My trip to Bosque del Apache, National Wildlife Refuge last year was the subject of this week’s memory recall.
I spent a month on the road in my “work truck,” driving from my home on the Kitsap Peninsula near Seattle, to central New Mexico and the refuge, which is located a few miles south of the tiny town of San Antonio, New Mexico.
The “work truck,” is my 2019 RAM Rebel which I have heavily customized and converted into my photo mobile.
The drive was leisurely. And the trip was a blast. I didn’t have any firm plans. I simply gave myself lots of time to make the trip and set out to the south.
I drove 31 hours, more than 1700 miles. I drove through Washington, Oregon, Idaho, Utah, Colorado and New Mexico. My destination? The Bosque del Apache, National Wildlife Refuge near San Antonio, NM. And then I did it again, in reverse. More than 3400 miles on the open road. Lots of photo opps and a bunch of great memories.
My “Photo Mobile” was extremely comfortable and had no issues on the trip. The freedom of being able to leave my gear in the truck each night so it would be temperature adjusted was great. Everyone who took their gear into the hotel for the night had to battle condensation issues, which, if left unchecked, can ruin your gear.
I enjoyed the freedom of the open road in my “work truck.” It performed like a dream. And there was nobody from TSA telling me what I could and could not bring in the truck!
I also enjoyed all the comments the truck got. Everywhere I went, people asked about the truck. It probably got more attention than I used to in my $200k Porsche 911 GT3 RS! Even photographers who saw me at Bosque wanted to see how I store my gear in the truck. I guess it’s pretty popular.
The four wheel drive came in handy on the Refuge when it snowed. Lots of vehicles got banged up by the deep ruts that can occur when the Refuge road gets wet. There was also plenty of mud 🙂 But then again – that is what RAM designed the Rebel to handle.
I went over three major mountain passes on the way and again on the way back, with no issues.
I was honored to speak at the Festival of the Cranes. It’s one of the oldest, and most respected bird/photography festivals in North America. I also led some private and group workshops and did some assignment shooting on that trip. I was scheduled to speak at the 2020 Festival of the Cranes, but unfortunately, the festival organizers have already decided to cancel this year’s event out of abundance of caution. Part of me thinks that decision was made too early. It may in fact be the thing that needs to happen, but I wish they would have waited until the time got closer to decide. Assuming the refuge is open, and that it is safe, I plan to go this year in any event.

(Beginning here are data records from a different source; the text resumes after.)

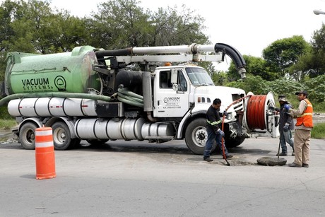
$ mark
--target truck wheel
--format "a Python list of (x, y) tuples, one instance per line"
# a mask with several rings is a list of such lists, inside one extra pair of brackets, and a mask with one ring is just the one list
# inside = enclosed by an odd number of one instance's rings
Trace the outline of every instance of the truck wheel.
[(86, 139), (86, 141), (90, 145), (100, 146), (106, 143), (108, 139)]
[(56, 150), (68, 149), (73, 140), (70, 135), (70, 130), (68, 126), (64, 122), (57, 122), (52, 126), (53, 130), (53, 143)]
[[(206, 142), (208, 140), (206, 132), (206, 120), (204, 118), (198, 118), (191, 122), (185, 131), (185, 142), (189, 149), (195, 154), (203, 155)], [(213, 150), (215, 148), (213, 146)]]
[(21, 127), (19, 131), (19, 141), (25, 149), (35, 149), (36, 128), (37, 127), (32, 123), (25, 123)]

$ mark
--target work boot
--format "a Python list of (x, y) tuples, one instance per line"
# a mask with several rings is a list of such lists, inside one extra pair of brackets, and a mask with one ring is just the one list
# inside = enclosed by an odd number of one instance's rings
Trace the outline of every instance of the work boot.
[[(230, 155), (230, 154), (228, 154), (225, 156), (226, 158), (228, 159), (228, 158), (232, 158), (234, 156), (233, 155)], [(223, 156), (223, 158), (225, 159), (225, 157)]]
[(292, 168), (301, 168), (301, 165), (292, 163), (289, 163), (289, 167)]
[(213, 160), (212, 160), (212, 158), (210, 158), (210, 157), (203, 157), (203, 160), (206, 160), (206, 161), (208, 161), (208, 162), (211, 162), (211, 161)]

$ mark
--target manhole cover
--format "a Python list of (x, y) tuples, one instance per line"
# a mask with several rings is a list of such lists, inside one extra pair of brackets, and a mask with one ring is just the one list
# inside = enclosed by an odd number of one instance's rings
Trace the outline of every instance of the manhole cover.
[(287, 160), (282, 158), (263, 157), (257, 159), (257, 163), (267, 166), (283, 165), (287, 163)]

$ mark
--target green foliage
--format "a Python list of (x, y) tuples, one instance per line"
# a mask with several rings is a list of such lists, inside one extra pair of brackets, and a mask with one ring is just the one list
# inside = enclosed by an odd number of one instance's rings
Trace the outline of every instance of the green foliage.
[(211, 76), (212, 81), (216, 86), (225, 86), (228, 82), (227, 78), (227, 74), (223, 71), (215, 73)]
[(278, 71), (280, 78), (288, 72), (299, 57), (310, 49), (302, 35), (294, 35), (289, 38), (278, 40), (263, 50), (263, 57), (271, 71)]

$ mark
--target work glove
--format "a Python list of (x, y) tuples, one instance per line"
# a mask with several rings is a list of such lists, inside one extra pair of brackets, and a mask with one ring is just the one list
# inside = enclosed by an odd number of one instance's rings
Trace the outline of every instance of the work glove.
[(225, 116), (227, 116), (227, 115), (228, 115), (228, 112), (227, 112), (225, 110), (225, 112), (223, 112), (223, 115), (225, 115)]
[(283, 107), (287, 110), (287, 111), (290, 111), (292, 109), (292, 107), (290, 104), (285, 104)]
[(221, 134), (223, 137), (225, 137), (225, 133), (220, 129), (217, 131), (217, 134)]
[(290, 124), (288, 124), (288, 123), (285, 123), (285, 124), (283, 126), (283, 131), (285, 132), (286, 132), (287, 131), (289, 130), (289, 127), (290, 127)]
[(274, 104), (273, 102), (271, 102), (268, 104), (268, 109), (271, 110), (274, 110), (276, 108), (274, 107)]

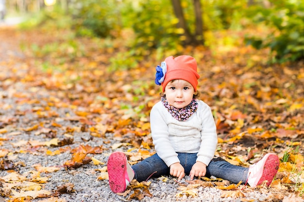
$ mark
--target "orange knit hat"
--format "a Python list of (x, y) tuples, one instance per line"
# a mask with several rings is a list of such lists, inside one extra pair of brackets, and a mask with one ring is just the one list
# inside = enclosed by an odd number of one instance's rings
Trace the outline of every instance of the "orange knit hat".
[[(173, 79), (183, 79), (188, 81), (194, 88), (194, 91), (196, 91), (200, 75), (197, 73), (196, 61), (192, 57), (188, 55), (181, 55), (176, 58), (169, 56), (165, 59), (164, 62), (162, 62), (161, 68), (159, 66), (156, 67), (156, 71), (155, 83), (158, 85), (161, 84), (163, 92), (165, 92), (167, 84)], [(160, 72), (163, 73), (162, 75), (160, 73), (162, 78), (160, 79), (159, 77), (161, 77), (158, 76), (158, 73)]]

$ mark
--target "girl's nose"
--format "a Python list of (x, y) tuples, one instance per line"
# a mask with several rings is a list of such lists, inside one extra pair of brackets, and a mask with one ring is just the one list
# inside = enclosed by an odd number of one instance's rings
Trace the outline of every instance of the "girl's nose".
[(176, 91), (176, 97), (183, 97), (183, 92), (180, 90), (177, 91)]

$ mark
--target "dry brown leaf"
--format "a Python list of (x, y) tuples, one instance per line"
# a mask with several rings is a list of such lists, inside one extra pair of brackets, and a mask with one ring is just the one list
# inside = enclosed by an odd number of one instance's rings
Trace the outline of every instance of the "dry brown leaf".
[(233, 198), (244, 197), (245, 195), (241, 191), (223, 191), (220, 197), (222, 198), (232, 197)]
[(242, 183), (242, 181), (240, 181), (238, 183), (237, 183), (237, 185), (235, 185), (234, 184), (232, 185), (230, 185), (228, 186), (216, 186), (216, 188), (219, 188), (220, 189), (222, 189), (222, 190), (235, 189), (236, 188), (237, 188), (237, 187), (238, 187), (238, 186), (239, 186), (239, 185), (241, 183)]

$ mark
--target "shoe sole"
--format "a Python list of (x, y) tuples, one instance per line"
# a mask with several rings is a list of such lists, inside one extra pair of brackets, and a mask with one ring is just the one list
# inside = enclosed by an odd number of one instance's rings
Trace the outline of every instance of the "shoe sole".
[(268, 156), (267, 157), (267, 159), (263, 165), (262, 175), (256, 185), (259, 185), (265, 180), (267, 180), (266, 184), (267, 186), (269, 186), (279, 169), (280, 160), (278, 156), (274, 154), (268, 154), (265, 156), (267, 155)]
[(126, 155), (123, 152), (115, 152), (109, 156), (107, 164), (109, 184), (114, 193), (122, 193), (126, 190), (124, 176), (126, 163)]

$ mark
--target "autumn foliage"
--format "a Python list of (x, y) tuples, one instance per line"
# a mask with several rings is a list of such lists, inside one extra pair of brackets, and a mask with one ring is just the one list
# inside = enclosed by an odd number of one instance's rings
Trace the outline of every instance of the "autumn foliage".
[[(74, 185), (45, 190), (43, 185), (51, 179), (41, 176), (60, 169), (86, 165), (100, 173), (96, 179), (107, 180), (106, 162), (94, 155), (110, 152), (107, 150), (122, 148), (131, 164), (153, 154), (149, 113), (159, 100), (154, 76), (161, 59), (152, 55), (135, 61), (134, 67), (112, 71), (111, 57), (125, 50), (120, 46), (123, 39), (111, 42), (111, 46), (104, 45), (108, 43), (105, 39), (87, 38), (75, 38), (71, 44), (66, 41), (68, 33), (49, 31), (0, 30), (1, 38), (11, 48), (18, 49), (21, 45), (24, 56), (12, 55), (0, 62), (7, 67), (0, 72), (0, 145), (11, 144), (15, 148), (0, 149), (0, 170), (5, 172), (0, 177), (0, 193), (10, 202), (38, 198), (45, 198), (41, 201), (65, 201), (58, 197), (74, 191)], [(55, 52), (42, 50), (55, 43), (58, 47)], [(73, 46), (75, 44), (78, 46)], [(253, 190), (270, 193), (270, 201), (303, 200), (304, 64), (270, 65), (267, 50), (257, 51), (241, 44), (219, 46), (215, 52), (201, 47), (182, 50), (198, 62), (201, 99), (211, 107), (218, 129), (216, 155), (248, 167), (263, 154), (274, 152), (281, 162), (276, 178), (270, 187), (262, 185), (255, 188), (202, 178), (181, 184), (176, 197), (195, 197), (199, 187), (212, 186), (223, 190), (222, 197), (241, 201), (250, 201), (246, 193)], [(11, 88), (17, 83), (27, 90), (18, 92)], [(7, 103), (8, 97), (15, 102)], [(24, 104), (32, 107), (22, 109)], [(6, 113), (11, 110), (13, 114)], [(28, 113), (36, 117), (34, 121), (18, 126), (17, 117)], [(85, 132), (90, 137), (82, 137), (75, 146), (75, 134)], [(13, 141), (23, 133), (44, 137), (44, 140)], [(115, 143), (107, 138), (109, 133), (114, 134)], [(86, 143), (94, 139), (102, 139), (106, 147)], [(24, 163), (17, 161), (16, 156), (21, 154), (51, 156), (62, 153), (69, 153), (70, 157), (60, 166), (34, 165), (27, 173), (18, 173)], [(166, 182), (166, 177), (160, 180)], [(152, 197), (150, 185), (149, 180), (134, 181), (122, 194), (129, 200)]]

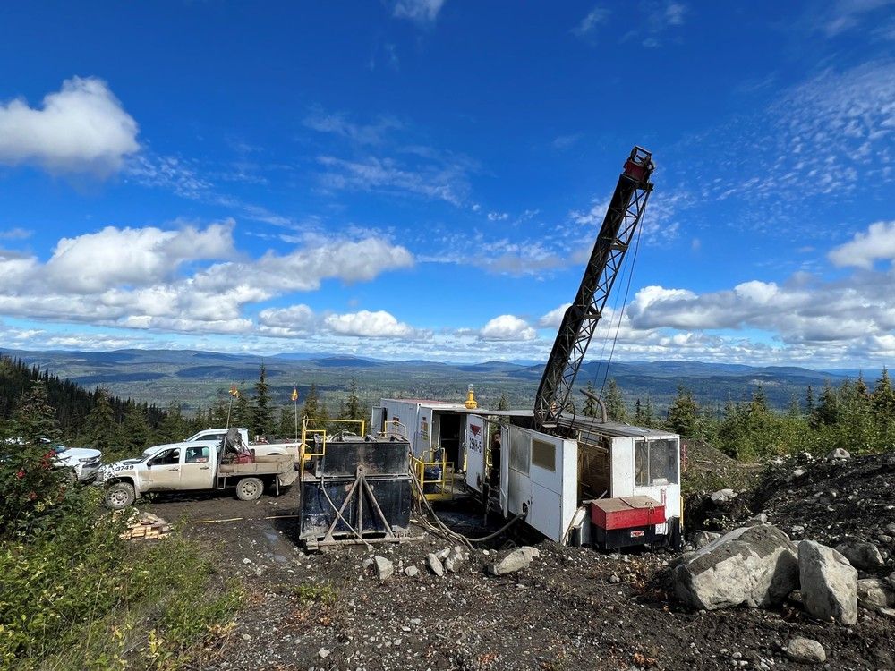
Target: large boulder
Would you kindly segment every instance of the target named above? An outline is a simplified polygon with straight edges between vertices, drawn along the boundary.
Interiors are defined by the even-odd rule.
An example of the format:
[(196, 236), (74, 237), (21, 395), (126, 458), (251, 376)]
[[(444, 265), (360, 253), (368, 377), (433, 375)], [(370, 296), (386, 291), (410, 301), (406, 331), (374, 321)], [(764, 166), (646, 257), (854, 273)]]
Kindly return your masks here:
[(842, 555), (813, 540), (798, 544), (802, 603), (812, 616), (842, 624), (857, 622), (857, 571)]
[(865, 578), (857, 582), (857, 602), (868, 610), (882, 610), (895, 606), (895, 589), (881, 578)]
[(778, 604), (798, 587), (796, 552), (776, 527), (740, 527), (678, 565), (675, 592), (692, 607), (706, 610)]
[(395, 574), (395, 565), (392, 564), (391, 560), (377, 555), (373, 557), (373, 564), (376, 566), (376, 577), (379, 579), (379, 582), (385, 582)]
[[(750, 525), (751, 526), (751, 525)], [(715, 531), (696, 531), (693, 534), (693, 544), (696, 548), (704, 548), (713, 540), (720, 539), (721, 535)]]
[(857, 569), (875, 571), (884, 566), (880, 548), (865, 540), (848, 540), (836, 546), (836, 549)]
[(528, 568), (532, 558), (535, 556), (532, 550), (537, 552), (533, 548), (520, 548), (517, 550), (513, 550), (500, 561), (490, 565), (488, 573), (491, 575), (507, 575)]

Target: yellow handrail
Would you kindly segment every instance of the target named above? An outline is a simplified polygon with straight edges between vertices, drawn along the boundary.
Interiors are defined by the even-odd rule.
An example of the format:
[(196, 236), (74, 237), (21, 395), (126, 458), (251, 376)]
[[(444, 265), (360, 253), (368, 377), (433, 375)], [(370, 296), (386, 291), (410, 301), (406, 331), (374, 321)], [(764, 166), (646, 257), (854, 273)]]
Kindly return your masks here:
[[(329, 420), (323, 418), (314, 418), (314, 417), (305, 417), (302, 420), (302, 442), (298, 446), (299, 453), (298, 458), (301, 462), (300, 477), (304, 476), (304, 463), (312, 456), (325, 456), (327, 454), (327, 429), (309, 429), (308, 425), (311, 422), (322, 422), (324, 424), (360, 424), (361, 432), (360, 436), (366, 435), (367, 422), (363, 420)], [(322, 436), (323, 441), (321, 446), (322, 452), (308, 452), (308, 437), (313, 436)]]

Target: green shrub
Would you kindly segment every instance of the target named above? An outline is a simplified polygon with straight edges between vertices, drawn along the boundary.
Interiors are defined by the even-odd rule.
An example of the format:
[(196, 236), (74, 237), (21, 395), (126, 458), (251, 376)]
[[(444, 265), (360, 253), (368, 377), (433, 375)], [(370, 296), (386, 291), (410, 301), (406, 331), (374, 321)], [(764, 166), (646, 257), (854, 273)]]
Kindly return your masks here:
[(239, 589), (179, 531), (119, 539), (124, 522), (102, 512), (101, 492), (79, 490), (80, 507), (56, 508), (52, 527), (0, 541), (0, 667), (188, 663), (229, 621)]

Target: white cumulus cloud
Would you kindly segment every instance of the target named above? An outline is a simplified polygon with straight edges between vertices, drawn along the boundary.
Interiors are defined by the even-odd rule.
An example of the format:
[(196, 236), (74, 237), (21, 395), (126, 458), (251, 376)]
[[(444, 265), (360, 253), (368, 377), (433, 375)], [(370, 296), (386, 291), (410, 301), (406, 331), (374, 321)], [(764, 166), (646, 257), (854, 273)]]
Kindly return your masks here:
[(72, 77), (39, 109), (21, 99), (0, 105), (0, 163), (107, 176), (140, 149), (137, 132), (105, 81)]
[(171, 276), (187, 260), (233, 256), (232, 220), (204, 230), (187, 225), (115, 228), (62, 238), (44, 268), (61, 291), (97, 292), (120, 285), (142, 285)]
[(356, 336), (363, 338), (406, 338), (414, 335), (413, 328), (398, 321), (394, 315), (383, 310), (371, 312), (362, 310), (344, 315), (329, 315), (324, 326), (339, 336)]
[(554, 308), (550, 312), (538, 319), (538, 326), (541, 328), (558, 328), (562, 324), (562, 318), (566, 310), (572, 306), (572, 303), (563, 303), (558, 308)]
[(537, 336), (528, 322), (515, 315), (495, 317), (479, 331), (482, 340), (534, 340)]
[(445, 0), (395, 0), (392, 16), (409, 19), (420, 25), (434, 23), (444, 4)]
[(868, 269), (877, 259), (895, 259), (895, 221), (871, 224), (866, 233), (857, 233), (849, 242), (831, 250), (829, 259), (840, 267)]

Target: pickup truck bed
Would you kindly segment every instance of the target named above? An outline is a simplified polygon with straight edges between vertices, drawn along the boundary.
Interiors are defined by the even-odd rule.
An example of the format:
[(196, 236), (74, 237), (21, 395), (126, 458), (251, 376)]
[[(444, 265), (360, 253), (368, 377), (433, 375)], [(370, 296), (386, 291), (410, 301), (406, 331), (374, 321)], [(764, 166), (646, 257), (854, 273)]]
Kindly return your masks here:
[(246, 475), (276, 475), (281, 487), (288, 487), (295, 481), (298, 471), (292, 456), (260, 456), (254, 463), (222, 463), (217, 467), (218, 479)]

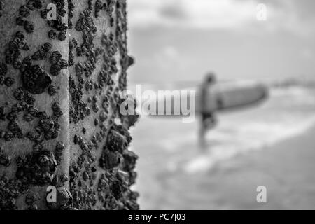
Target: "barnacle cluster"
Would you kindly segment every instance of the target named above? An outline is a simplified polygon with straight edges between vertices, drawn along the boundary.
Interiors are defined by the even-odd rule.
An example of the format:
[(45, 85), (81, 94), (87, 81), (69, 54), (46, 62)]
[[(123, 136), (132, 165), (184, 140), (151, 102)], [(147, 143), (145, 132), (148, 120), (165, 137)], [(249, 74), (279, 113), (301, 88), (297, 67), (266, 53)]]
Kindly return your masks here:
[[(42, 209), (37, 202), (43, 199), (32, 187), (52, 185), (57, 202), (48, 203), (49, 209), (137, 209), (138, 193), (130, 186), (136, 177), (138, 157), (128, 150), (128, 128), (137, 117), (130, 121), (118, 110), (118, 93), (126, 89), (127, 69), (133, 63), (127, 51), (126, 1), (51, 2), (57, 6), (57, 20), (46, 20), (46, 41), (34, 45), (29, 38), (37, 31), (30, 15), (38, 13), (46, 20), (46, 6), (41, 0), (25, 0), (13, 18), (24, 31), (13, 35), (4, 59), (0, 58), (0, 88), (13, 99), (0, 102), (0, 169), (16, 169), (15, 177), (0, 176), (0, 209), (20, 209), (15, 200), (22, 195), (23, 208)], [(66, 50), (69, 46), (68, 59), (56, 43)], [(68, 72), (62, 74), (62, 70)], [(64, 76), (69, 78), (68, 87), (59, 83)], [(60, 102), (66, 89), (69, 114)], [(47, 102), (38, 100), (43, 97)], [(60, 134), (64, 116), (69, 118), (71, 142), (62, 141), (66, 139)], [(1, 148), (2, 142), (7, 147), (15, 140), (27, 148), (30, 144), (31, 148), (27, 153), (14, 148), (18, 155), (11, 155)], [(65, 150), (70, 150), (69, 174), (60, 168), (68, 155)]]

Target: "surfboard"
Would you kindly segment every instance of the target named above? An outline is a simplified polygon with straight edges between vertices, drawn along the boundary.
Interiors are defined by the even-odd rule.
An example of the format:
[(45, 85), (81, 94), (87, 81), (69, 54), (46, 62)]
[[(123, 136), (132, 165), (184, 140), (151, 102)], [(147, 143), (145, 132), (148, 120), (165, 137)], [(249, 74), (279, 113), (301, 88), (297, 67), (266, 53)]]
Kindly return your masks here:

Looking back on that trip, by sorting out a few pictures of the work truck and a few of my favorite bird photos from that trip, I had no idea it would be so important to me today. The fact that I can look back so fondly on that trip and that I have these pictures to help me remember the experience, that is a priceless gift.
Hopefully you will find time during the pandemic to look into your own photo memories. Share them with your family or friends. Relive them and hope for better days. It’s the big payoff of photography. Cameras are really just time machines, propelling us into the past.